To our knowledge, this is the first study to investigate OI, job satisfaction and TI at a national level and to analyse relationships between OI, job satisfaction and TI among paediatricians in China. We invested extensive time and energy in investigating many paediatricians to achieve a representative sample by planning a reasonable method for sample selection in China.

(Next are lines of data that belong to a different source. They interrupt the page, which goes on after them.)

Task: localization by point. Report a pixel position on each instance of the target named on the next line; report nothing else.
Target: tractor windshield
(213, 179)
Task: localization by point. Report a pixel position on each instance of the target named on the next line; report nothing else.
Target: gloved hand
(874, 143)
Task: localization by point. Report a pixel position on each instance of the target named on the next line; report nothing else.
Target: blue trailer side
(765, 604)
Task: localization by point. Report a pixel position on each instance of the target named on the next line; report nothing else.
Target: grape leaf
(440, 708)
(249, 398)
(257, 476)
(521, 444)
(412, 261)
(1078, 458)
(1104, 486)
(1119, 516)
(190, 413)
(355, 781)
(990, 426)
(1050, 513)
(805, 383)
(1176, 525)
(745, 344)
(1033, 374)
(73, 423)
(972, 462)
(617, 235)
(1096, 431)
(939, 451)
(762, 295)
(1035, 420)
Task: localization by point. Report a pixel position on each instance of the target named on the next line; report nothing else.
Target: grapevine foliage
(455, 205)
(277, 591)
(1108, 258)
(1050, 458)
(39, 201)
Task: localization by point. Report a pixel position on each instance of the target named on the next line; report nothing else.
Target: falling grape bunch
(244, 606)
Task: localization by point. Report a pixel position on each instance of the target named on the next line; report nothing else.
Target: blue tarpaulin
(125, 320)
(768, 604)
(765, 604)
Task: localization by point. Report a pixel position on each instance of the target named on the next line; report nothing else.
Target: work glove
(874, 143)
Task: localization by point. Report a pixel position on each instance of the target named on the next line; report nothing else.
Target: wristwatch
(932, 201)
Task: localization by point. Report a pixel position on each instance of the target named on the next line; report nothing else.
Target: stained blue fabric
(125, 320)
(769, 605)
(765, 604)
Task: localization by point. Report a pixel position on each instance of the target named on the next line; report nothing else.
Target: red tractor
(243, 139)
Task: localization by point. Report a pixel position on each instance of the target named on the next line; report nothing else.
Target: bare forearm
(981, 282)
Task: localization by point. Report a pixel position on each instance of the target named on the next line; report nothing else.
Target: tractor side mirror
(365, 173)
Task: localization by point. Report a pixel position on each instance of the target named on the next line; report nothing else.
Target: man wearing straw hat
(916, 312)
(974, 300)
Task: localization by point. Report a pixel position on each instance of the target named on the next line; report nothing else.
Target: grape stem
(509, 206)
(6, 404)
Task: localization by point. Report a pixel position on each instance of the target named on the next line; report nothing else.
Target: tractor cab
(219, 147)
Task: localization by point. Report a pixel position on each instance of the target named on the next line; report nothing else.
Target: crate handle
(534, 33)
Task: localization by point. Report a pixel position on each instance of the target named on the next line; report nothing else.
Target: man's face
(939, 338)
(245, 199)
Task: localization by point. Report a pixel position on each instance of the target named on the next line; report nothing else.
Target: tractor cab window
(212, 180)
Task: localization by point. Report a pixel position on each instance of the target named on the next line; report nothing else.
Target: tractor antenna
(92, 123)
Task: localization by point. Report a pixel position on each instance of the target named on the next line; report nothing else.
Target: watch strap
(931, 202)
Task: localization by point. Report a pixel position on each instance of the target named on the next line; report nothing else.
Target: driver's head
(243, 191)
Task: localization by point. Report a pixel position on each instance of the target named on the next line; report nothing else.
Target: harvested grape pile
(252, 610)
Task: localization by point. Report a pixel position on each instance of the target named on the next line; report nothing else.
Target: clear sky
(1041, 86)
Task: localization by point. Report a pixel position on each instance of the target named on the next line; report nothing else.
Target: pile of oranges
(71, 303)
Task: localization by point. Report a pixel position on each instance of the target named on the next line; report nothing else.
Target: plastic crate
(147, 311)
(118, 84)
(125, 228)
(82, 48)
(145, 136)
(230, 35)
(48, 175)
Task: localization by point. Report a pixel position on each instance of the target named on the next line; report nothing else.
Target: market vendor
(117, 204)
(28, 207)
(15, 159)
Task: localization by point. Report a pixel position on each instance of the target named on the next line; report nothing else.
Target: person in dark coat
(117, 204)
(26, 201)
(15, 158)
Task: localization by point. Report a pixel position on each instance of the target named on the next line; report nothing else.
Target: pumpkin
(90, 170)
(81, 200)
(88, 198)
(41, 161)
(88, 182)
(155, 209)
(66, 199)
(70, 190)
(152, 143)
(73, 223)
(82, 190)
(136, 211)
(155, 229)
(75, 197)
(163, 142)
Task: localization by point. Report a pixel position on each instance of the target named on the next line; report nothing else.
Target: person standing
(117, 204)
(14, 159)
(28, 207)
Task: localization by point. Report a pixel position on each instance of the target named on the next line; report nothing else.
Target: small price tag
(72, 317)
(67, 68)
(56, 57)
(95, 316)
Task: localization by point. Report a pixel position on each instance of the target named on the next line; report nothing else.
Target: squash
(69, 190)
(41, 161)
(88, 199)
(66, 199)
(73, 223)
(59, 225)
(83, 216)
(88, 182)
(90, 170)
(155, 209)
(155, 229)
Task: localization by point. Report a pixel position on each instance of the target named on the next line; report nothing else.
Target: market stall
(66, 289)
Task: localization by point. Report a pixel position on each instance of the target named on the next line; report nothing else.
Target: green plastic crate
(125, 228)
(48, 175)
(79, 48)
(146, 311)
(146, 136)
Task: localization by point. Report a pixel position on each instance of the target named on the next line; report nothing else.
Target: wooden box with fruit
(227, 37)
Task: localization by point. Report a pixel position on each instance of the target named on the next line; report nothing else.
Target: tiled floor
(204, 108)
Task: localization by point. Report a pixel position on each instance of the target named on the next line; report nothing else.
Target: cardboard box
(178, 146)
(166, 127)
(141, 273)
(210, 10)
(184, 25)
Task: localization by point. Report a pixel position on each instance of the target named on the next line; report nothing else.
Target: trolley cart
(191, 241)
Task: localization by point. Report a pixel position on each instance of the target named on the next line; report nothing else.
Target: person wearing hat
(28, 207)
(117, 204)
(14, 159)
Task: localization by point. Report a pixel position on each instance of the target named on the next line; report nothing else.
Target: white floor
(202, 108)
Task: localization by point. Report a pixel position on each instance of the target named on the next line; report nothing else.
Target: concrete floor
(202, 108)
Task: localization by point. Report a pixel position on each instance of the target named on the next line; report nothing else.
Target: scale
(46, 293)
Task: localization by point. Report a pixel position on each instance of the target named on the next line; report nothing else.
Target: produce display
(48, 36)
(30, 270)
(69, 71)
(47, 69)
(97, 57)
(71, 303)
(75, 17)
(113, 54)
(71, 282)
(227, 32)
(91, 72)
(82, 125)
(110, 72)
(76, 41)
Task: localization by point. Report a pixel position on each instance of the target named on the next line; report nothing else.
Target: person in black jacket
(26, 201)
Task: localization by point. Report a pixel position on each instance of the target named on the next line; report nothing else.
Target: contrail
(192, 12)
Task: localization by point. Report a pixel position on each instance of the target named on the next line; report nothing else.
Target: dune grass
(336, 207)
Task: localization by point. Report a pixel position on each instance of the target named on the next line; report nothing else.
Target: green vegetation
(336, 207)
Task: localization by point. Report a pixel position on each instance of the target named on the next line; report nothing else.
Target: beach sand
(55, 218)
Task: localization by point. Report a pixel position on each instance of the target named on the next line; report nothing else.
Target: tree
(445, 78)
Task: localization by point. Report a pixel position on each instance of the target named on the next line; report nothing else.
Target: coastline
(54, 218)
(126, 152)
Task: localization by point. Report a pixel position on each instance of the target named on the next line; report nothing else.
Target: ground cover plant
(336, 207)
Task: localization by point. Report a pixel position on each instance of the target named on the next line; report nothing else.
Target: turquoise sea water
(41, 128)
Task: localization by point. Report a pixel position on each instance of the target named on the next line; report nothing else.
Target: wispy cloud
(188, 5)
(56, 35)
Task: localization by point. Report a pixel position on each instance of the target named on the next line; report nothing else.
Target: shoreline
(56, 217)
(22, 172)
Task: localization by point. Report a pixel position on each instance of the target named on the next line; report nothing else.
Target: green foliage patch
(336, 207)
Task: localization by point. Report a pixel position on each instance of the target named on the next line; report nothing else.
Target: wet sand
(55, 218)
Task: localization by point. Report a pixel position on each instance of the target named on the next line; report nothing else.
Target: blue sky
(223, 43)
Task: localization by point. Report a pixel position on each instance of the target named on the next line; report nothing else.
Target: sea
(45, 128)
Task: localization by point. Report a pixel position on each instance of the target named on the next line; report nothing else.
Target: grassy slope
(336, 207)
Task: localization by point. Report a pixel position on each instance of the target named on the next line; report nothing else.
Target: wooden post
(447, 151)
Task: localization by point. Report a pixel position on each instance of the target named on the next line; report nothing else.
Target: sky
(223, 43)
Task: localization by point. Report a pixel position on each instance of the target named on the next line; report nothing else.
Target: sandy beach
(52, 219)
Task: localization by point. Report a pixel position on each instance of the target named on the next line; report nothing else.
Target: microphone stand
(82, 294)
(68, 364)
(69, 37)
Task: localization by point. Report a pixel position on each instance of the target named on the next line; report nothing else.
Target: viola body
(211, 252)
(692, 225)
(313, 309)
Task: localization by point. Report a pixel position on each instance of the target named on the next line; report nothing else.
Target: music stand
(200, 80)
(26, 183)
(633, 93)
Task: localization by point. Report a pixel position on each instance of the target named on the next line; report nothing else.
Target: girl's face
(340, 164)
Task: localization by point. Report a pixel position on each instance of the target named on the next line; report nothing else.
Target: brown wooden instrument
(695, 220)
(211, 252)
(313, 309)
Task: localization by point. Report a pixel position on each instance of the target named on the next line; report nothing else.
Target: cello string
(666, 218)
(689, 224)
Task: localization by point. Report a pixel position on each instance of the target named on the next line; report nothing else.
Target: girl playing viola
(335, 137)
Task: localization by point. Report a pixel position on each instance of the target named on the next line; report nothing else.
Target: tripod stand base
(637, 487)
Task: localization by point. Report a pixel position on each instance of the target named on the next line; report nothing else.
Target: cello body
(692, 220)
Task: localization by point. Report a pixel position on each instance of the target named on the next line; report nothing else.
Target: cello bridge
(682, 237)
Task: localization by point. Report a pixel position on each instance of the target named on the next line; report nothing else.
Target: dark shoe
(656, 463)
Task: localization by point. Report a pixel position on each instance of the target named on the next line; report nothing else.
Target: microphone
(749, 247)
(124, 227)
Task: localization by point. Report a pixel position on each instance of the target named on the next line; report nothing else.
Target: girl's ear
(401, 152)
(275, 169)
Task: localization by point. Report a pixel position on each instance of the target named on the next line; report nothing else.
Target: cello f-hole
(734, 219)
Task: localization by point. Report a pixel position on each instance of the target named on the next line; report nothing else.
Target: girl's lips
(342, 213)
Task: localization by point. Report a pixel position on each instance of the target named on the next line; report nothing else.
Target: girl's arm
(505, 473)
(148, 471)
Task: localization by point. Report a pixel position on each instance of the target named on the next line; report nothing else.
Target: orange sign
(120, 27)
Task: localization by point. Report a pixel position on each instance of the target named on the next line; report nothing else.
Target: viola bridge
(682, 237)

There are several limitations to our study. This is only a cross-sectional study, and no causal inferences can be made. In addition, because the questionnaire involves personal privacy, some respondents may have concealed their real experiences, resulting in a potential reporting bias in the study. Third, the study focused only on the relationships between OI, job satisfaction and TI among paediatricians. The study was conducted from a unilateral view, and some factors may have been ignored. Therefore, we should expand the field of investigation and identify additional problems in future research. On the basis of the research, in-depth interviews with stakeholder groups can be conducted to introduce new variables of research value to explore influencing factors. Through a follow-up survey of paediatricians and cohort research, we can understand the true status and needs of paediatricians while conducting corresponding empirical research on the salaries of paediatricians and the promotion of professional titles.

Conclusions

Paediatricians play a vital role in the paediatric health system in China. The results show that higher OI and job satisfaction contribute to a decreased TI, providing not only new ideas for explaining the resignation of paediatricians, but also new possible and feasible methods to reduce the tendency towards resignation. Based on the results, we suggest that healthcare managers should improve vacation polices, increase financial investments in paediatric departments, fund projects including paediatric infrastructure, scientific research, and education by providing grant allowances to paediatricians, and most importantly, reform salaries for paediatricians. In addition, the government should focus on the rights of young paediatricians, as they represent a large percentage of Chinese paediatricians but have a high level of TI, provide them with more talent selection and advanced learning opportunities, and strengthen their psychological well-being.